Yeah, Whitney. There is really no math on the extrapolation. It was really just whatever you see in the six-plus, that is going to get extrapolated into the younger age group. So that is where the alignment is with the agency. It is at a macro level. And then on the second part of the question on the scaling, yeah, it is a very consistent mathematical equation that you use from the preclinical to get to your human equivalent dose. And we will be using that same calculation in the two- to three-year-old. So, Suku, I do not know if there is anything more you would add to that.

Sukumar Nagendran

Management

All I would add, Sean, is that the calculation for the two- to four-year-olds is essentially equivalent to the 1e15 dose from an efficacy standpoint when we look at our preclinical models.

Sean Nolan

Management

Right. So in terms of what they are getting—

Sukumar Nagendran

Management

Exactly.

Sean Nolan

Management

Yes. Exactly.

Sukumar Nagendran

Management

So that makes sense, Whitney. So a two-year-old, even though they are getting less of a dose, it is equal to the 1e15 in a larger person. So they are getting the same therapeutic effect.

Sean Nolan

Management

Effect. Right.

Whitney Ijem

Analyst · Canaccord Genuity. Your line is now open.

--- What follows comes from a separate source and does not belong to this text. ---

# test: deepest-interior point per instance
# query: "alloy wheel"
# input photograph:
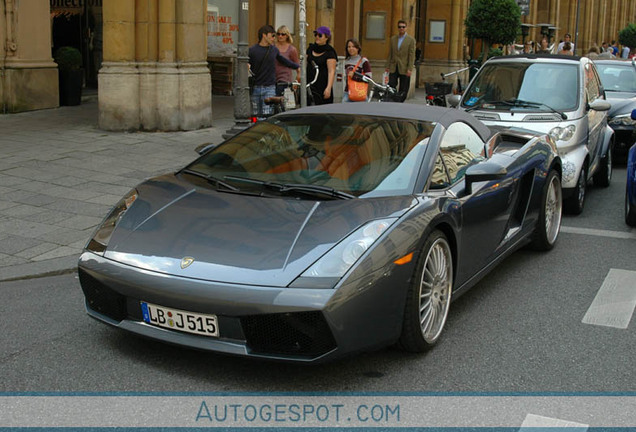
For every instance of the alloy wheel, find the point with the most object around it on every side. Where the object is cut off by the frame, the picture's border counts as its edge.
(435, 290)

Yep. Understood. That makes sense. Thanks so much.

Sean Nolan

Management

Thank you. Thank you. This concludes the question-and-answer session. I would now like to hand the call back over to Sean Nolan for closing remarks.

Sean Nolan

Management

We appreciate everyone taking the time to listen to our 2025 update and corporate update as well, and look forward to making progress throughout the year and providing an update in Q2. Take care, everyone.

Operator

Operator

This concludes today’s conference. Thank you for your participation. You may now disconnect.